"Il avait vraiment pris des mesures pour lutter contre la violence sur les terrains", Francis Sénégas, grande figure du rugby languedocien est décédé
Ancien président du Comité du Languedoc mais aussi dirigeant au Racing Club Narbonnais et à la Fédération Française de Rugby, il s’est éteint à l’âge de 86 ans.
Le monde de l’ovalie pleure aujourd’hui la disparition de Francis Sénégas, à l’âge de 86 ans, éternel serviteur du monde du rugby, ancien dirigeant du RCN, président du Comité du Languedoc (1984-2000) membre de la FFR (1988-1992), du Comité Régional Olympique et Sportif français (2003-2013) et de l’International Rugby Board (1986-1991).
Le 25 janvier 2025, il y a juste un an, derrière des lunettes noires, Francis Sénégas dévoilait, non sans émotion, la plaque qui porte son nom sur la Maison Ovale du Territoire située tout près de l’Arena de Narbonne. Une juste consécration certes mais également une empreinte éternelle pour l’histoire du rugby languedocien et du sport en général. Ce dimanche, 25 janvier 2026, c’est donc un anniversaire. Le dernier pour cet homme qui a voué sa vie, sa passion à ce sport.
"Ce comité a été une partie de ma vie, la partie la plus importante de ma vie", avait il dit en levant le voile qui recouvrait sur son nom. Joël Castany, actuel président de la Ligue Occitanie était d’ailleurs présent ce jour-là : "Vous avez vécu les heures de gloire de la sélection du Languedoc qui, lorsque le Comité a traversé un moment de violence exagéré, a promu une décision. Il avait interdit aux équipes de revenir dans le vestiaire avant le début du match pour éviter qu’elles ne se chauffent exagérément."
"On n’oubliera jamais son roulement des “r” et son accent bien narbonnais"
Il n’a, aujourd’hui, pas d’autres mots pour saluer la mémoire et l’action de cet homme : "C’est le président qui a vraiment pris les mesures contre la violence dans ce sport. À cette époque, le rugby était malade sur le terrain. Il a pris les mesures nécessaires à éradiquer cette violence."

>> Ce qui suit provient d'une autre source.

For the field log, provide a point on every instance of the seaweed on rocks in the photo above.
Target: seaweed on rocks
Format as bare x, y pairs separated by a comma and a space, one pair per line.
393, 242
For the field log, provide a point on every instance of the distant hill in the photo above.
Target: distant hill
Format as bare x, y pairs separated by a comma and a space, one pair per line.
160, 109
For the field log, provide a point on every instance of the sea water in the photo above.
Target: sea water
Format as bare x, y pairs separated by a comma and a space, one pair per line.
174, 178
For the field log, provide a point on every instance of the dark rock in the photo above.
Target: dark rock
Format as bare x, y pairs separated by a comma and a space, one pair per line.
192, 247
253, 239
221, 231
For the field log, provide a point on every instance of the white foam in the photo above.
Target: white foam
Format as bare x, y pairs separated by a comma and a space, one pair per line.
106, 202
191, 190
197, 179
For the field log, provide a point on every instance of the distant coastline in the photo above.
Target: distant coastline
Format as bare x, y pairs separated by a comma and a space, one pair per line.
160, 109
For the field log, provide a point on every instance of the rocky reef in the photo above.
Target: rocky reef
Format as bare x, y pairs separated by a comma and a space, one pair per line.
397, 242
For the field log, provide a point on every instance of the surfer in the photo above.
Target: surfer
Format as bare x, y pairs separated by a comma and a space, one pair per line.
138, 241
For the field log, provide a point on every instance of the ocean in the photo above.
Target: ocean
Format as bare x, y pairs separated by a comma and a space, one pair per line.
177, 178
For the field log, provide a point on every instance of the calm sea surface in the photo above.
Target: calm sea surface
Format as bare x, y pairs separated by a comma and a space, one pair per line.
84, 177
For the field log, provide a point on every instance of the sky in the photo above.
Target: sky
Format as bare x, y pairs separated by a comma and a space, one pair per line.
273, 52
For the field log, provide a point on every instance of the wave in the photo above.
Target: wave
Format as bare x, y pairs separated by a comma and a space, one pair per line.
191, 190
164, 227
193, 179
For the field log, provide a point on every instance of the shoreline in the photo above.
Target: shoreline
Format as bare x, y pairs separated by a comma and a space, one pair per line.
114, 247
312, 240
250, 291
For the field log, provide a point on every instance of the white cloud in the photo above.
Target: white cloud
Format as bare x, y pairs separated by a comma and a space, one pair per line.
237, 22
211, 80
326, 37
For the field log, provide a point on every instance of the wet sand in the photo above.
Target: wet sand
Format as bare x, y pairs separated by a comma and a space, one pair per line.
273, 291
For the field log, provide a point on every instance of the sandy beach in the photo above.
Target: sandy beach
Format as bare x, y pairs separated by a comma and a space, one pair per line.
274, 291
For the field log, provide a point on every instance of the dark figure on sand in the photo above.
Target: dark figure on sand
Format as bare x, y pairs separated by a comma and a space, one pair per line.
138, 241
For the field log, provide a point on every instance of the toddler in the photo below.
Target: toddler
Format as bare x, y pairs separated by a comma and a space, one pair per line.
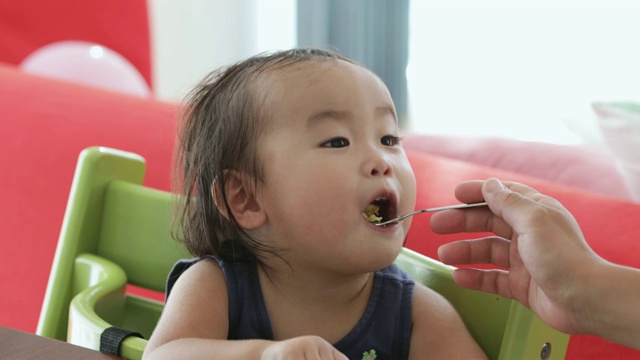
281, 157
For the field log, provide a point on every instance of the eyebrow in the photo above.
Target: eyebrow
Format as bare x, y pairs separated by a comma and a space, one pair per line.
339, 115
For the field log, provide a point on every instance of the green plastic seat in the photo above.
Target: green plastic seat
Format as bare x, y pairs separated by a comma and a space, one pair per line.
116, 236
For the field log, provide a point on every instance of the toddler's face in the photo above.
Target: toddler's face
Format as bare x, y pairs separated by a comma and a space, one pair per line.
329, 150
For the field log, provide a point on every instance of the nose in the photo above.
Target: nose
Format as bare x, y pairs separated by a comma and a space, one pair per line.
378, 164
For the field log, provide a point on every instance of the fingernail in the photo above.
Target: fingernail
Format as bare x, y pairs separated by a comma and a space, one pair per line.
493, 185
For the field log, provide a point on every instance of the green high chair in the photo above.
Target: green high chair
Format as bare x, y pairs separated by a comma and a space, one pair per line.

L’homme, natif de Canet d’Aude, a voulu saluer également, à sa façon, son passage au sein du Racing en laissant à disposition au RCN ses cravates et blazers qui trônent en exposition dans les vitrines du club.

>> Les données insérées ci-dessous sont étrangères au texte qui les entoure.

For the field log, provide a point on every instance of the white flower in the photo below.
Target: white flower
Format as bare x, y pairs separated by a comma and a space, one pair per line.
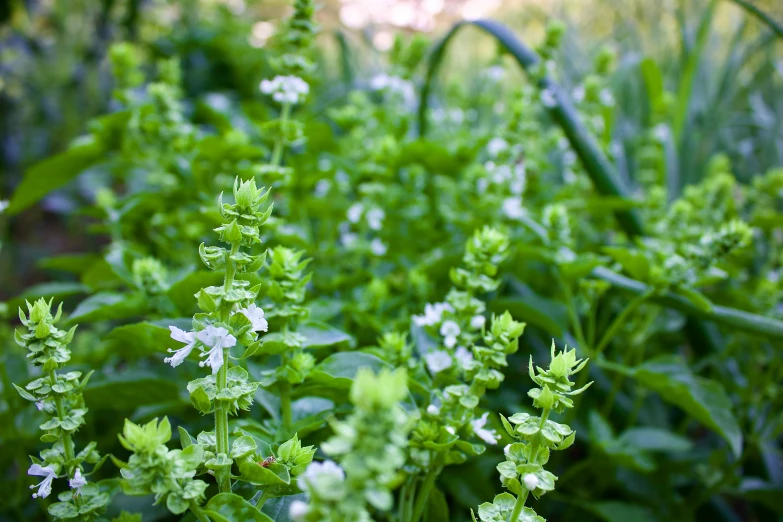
215, 339
512, 208
77, 482
45, 486
286, 89
548, 98
432, 314
488, 436
477, 321
375, 218
297, 510
463, 356
348, 239
377, 247
189, 338
256, 316
316, 471
450, 330
322, 188
354, 213
438, 360
578, 93
496, 146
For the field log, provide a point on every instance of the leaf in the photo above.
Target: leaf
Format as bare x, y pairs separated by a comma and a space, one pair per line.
182, 293
129, 390
339, 369
107, 306
703, 399
147, 338
52, 173
235, 509
274, 475
322, 335
634, 262
621, 512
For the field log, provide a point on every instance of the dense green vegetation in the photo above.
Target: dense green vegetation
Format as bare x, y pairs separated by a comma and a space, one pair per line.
311, 281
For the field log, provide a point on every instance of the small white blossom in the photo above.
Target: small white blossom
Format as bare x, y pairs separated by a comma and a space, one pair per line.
450, 330
438, 360
189, 338
286, 89
378, 247
488, 436
606, 98
477, 321
496, 146
298, 510
375, 217
256, 316
463, 356
77, 482
318, 470
432, 314
348, 239
45, 486
579, 93
216, 339
512, 208
355, 212
322, 188
548, 98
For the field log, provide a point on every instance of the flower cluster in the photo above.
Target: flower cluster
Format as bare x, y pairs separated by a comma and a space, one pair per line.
369, 446
290, 90
59, 395
522, 472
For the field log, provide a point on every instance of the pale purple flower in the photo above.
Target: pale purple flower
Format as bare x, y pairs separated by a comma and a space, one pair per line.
77, 482
45, 486
216, 339
488, 436
450, 330
189, 338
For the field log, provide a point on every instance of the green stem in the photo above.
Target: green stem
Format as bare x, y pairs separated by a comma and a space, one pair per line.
620, 320
223, 475
67, 441
518, 505
426, 487
521, 499
277, 152
198, 512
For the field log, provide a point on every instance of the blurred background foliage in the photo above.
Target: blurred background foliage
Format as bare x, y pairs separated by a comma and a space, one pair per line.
713, 68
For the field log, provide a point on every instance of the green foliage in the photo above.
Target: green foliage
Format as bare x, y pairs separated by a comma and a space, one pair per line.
372, 294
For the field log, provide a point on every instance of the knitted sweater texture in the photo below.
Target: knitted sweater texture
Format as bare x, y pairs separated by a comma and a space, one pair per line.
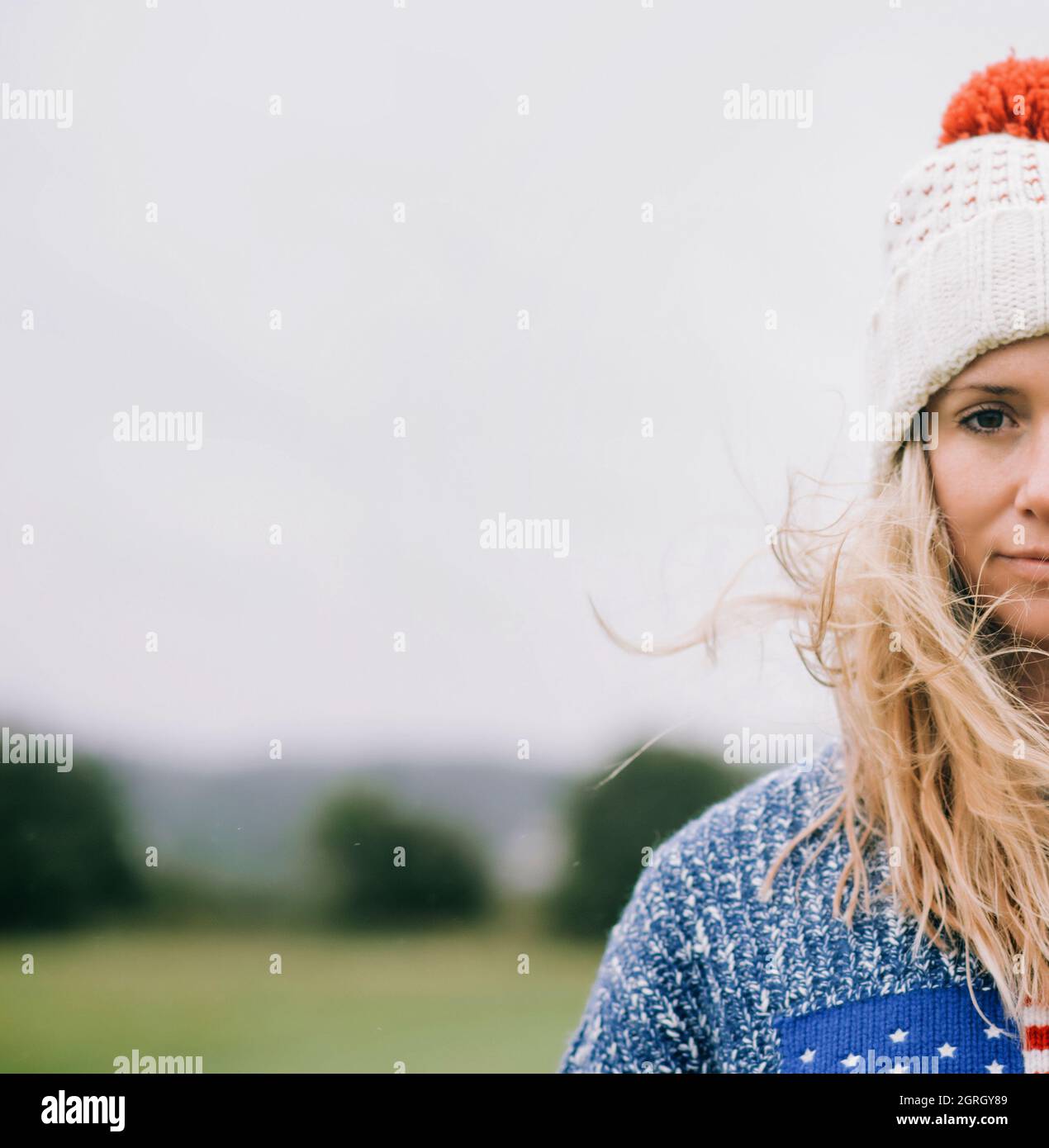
699, 975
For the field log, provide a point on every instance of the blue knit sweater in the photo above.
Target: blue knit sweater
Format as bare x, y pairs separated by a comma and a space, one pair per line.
700, 976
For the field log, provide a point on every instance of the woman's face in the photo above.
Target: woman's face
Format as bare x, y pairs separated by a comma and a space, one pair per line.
990, 474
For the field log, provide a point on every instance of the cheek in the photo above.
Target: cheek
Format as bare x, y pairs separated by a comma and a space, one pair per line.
968, 494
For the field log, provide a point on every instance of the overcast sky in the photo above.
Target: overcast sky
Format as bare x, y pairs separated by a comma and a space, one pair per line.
154, 237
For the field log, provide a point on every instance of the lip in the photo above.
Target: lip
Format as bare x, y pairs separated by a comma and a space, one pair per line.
1036, 570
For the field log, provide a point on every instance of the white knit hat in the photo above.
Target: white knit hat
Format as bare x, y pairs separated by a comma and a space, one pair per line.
966, 246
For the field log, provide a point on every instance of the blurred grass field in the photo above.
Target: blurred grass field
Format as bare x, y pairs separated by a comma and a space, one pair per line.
442, 1001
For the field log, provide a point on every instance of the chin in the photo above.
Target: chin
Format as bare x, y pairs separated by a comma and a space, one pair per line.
1028, 621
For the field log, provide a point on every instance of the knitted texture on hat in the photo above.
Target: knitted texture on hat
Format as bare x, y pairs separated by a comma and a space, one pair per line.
966, 248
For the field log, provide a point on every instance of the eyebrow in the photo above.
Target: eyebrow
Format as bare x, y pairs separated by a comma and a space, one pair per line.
990, 388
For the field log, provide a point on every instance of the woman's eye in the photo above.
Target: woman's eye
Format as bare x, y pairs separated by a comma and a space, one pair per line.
985, 421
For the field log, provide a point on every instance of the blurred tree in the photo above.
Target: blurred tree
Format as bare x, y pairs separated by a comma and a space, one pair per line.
609, 827
359, 836
61, 852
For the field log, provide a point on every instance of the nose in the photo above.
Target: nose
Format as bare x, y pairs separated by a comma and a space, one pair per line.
1032, 495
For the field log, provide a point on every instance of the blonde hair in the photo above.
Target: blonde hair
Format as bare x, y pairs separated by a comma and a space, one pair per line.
943, 759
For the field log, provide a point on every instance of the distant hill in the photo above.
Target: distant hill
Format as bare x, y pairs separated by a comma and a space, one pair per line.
255, 826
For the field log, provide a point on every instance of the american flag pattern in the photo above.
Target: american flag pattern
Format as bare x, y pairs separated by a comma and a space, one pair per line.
922, 1031
701, 975
1036, 1021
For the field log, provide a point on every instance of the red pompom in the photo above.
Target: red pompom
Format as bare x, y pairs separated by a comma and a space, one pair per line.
1008, 97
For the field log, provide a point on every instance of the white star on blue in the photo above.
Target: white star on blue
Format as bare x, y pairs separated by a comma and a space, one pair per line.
922, 1031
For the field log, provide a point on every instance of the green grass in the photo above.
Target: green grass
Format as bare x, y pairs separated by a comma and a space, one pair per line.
442, 1001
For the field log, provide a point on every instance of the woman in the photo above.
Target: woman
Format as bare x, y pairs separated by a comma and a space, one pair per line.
885, 908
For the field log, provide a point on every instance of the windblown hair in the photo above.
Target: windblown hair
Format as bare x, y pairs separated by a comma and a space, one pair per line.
946, 765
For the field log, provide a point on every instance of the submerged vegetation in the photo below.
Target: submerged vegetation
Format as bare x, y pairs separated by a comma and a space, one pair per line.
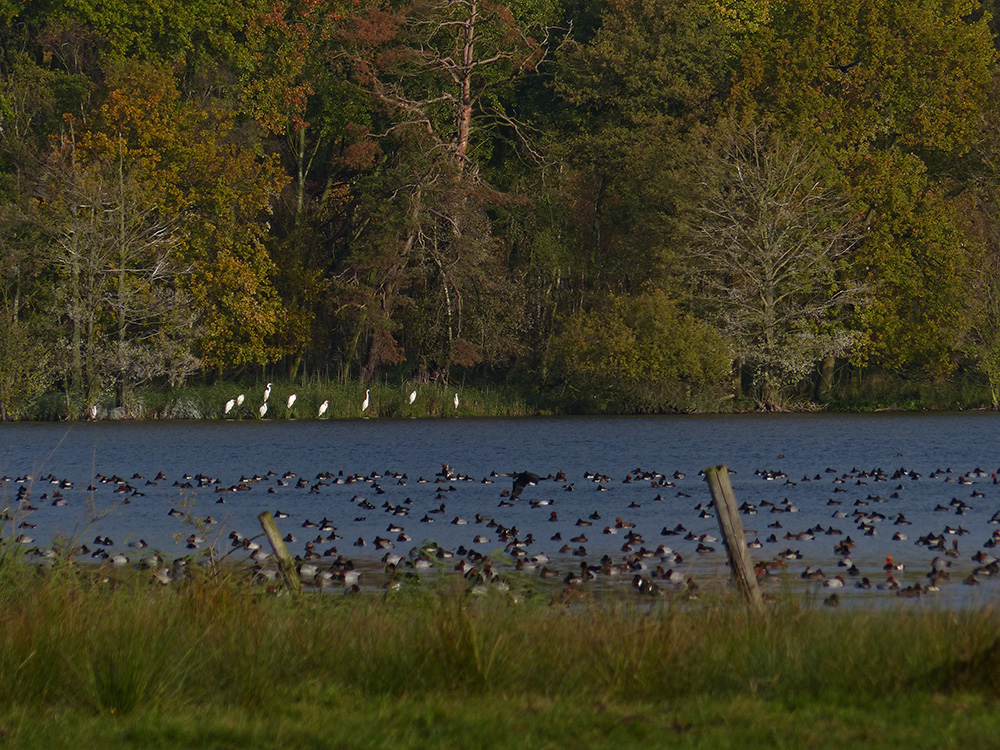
604, 206
217, 661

Ce samedi, le noir a désormais pris le dessus sur l’orange. Bertrand Malquier, maire de Narbonne a aussi rendu hommage au dirigeant, sur ses réseaux sociaux : "Francis était mon ami, et je veux lui rendre hommage. Canétois, il a consacré sa vie au rugby, avec une fidélité rare au terrain et aux femmes et aux hommes qui le font vivre […] Au-delà des titres, je veux saluer l’homme : sa droiture, son énergie, sa passion, et cette capacité à rassembler. On n’oubliera jamais son roulement des “r” et son accent bien narbonnais, franc et solaire, qui disaient déjà sa personnalité avant même la fin d’une phrase. À sa famille, à ses proches, et à toute la grande famille du rugby, j’adresse mes pensées les plus sincères."

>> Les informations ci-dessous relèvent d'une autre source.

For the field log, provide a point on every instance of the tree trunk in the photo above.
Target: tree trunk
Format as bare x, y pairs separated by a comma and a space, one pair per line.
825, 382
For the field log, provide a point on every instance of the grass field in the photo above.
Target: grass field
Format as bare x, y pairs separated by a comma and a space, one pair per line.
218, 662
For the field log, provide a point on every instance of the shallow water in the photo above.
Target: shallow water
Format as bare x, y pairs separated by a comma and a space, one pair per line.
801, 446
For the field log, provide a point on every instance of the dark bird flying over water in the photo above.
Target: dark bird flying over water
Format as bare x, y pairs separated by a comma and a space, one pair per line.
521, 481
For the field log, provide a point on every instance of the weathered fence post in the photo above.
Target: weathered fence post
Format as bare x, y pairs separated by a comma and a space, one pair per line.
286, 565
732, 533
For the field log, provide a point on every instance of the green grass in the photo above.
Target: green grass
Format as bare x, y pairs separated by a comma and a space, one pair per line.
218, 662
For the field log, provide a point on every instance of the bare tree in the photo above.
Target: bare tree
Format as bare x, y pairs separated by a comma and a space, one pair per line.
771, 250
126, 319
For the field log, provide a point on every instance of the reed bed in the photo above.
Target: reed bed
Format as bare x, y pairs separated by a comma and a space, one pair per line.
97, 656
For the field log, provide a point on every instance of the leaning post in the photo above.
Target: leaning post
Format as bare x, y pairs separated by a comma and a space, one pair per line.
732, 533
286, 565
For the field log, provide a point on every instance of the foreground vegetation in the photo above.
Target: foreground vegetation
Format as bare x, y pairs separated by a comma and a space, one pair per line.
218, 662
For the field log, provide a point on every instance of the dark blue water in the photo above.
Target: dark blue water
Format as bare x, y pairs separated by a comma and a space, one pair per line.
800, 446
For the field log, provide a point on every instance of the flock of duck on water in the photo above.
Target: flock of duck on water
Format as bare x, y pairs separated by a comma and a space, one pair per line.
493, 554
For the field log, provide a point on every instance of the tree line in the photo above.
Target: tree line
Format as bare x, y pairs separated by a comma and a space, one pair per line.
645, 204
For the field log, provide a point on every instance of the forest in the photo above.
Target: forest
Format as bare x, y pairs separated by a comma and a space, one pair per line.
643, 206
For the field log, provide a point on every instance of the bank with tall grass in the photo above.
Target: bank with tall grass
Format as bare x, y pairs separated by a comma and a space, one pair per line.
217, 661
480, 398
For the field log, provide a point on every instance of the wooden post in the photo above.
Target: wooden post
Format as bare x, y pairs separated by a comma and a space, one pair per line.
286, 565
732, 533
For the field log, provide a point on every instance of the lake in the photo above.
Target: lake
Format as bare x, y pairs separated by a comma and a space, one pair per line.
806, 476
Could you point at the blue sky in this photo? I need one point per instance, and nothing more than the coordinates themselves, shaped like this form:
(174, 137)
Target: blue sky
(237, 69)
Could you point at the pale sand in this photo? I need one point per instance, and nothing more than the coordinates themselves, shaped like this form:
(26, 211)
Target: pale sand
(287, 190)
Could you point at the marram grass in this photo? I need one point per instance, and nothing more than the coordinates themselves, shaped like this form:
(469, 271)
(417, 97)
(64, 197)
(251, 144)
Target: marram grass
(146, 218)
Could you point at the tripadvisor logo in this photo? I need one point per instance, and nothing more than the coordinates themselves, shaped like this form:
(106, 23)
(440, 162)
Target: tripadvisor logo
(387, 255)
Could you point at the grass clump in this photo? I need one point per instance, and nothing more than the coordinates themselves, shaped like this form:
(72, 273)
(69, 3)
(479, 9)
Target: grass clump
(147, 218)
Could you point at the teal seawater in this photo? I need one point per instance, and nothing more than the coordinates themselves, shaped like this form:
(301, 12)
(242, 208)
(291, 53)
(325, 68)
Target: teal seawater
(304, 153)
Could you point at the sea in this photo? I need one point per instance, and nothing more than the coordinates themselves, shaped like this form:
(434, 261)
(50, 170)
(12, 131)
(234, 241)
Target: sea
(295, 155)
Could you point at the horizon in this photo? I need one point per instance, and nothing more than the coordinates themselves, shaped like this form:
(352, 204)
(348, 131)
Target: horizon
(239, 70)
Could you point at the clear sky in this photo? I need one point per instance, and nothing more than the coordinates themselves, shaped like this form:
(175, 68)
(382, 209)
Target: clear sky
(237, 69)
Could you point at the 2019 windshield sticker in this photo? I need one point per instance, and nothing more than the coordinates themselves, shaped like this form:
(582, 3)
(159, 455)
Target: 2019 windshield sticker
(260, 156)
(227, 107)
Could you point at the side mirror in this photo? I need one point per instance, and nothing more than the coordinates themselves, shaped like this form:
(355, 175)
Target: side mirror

Le rugby narbonnais est donc aujourd’hui orphelin d’un précurseur, d’un guide, d’un protecteur. En son temps, il avait aussi contribué, fortement, à faire venir notamment à Narbonne des sélections d’Australie et de Nouvelle-Zélande. Histoire de faire connaître Narbonne et le Languedoc bien plus loin que les plages de la Méditerranée. Le rugby a perdu un serviteur mais il a gagné un homme qui est entré dans sa légende.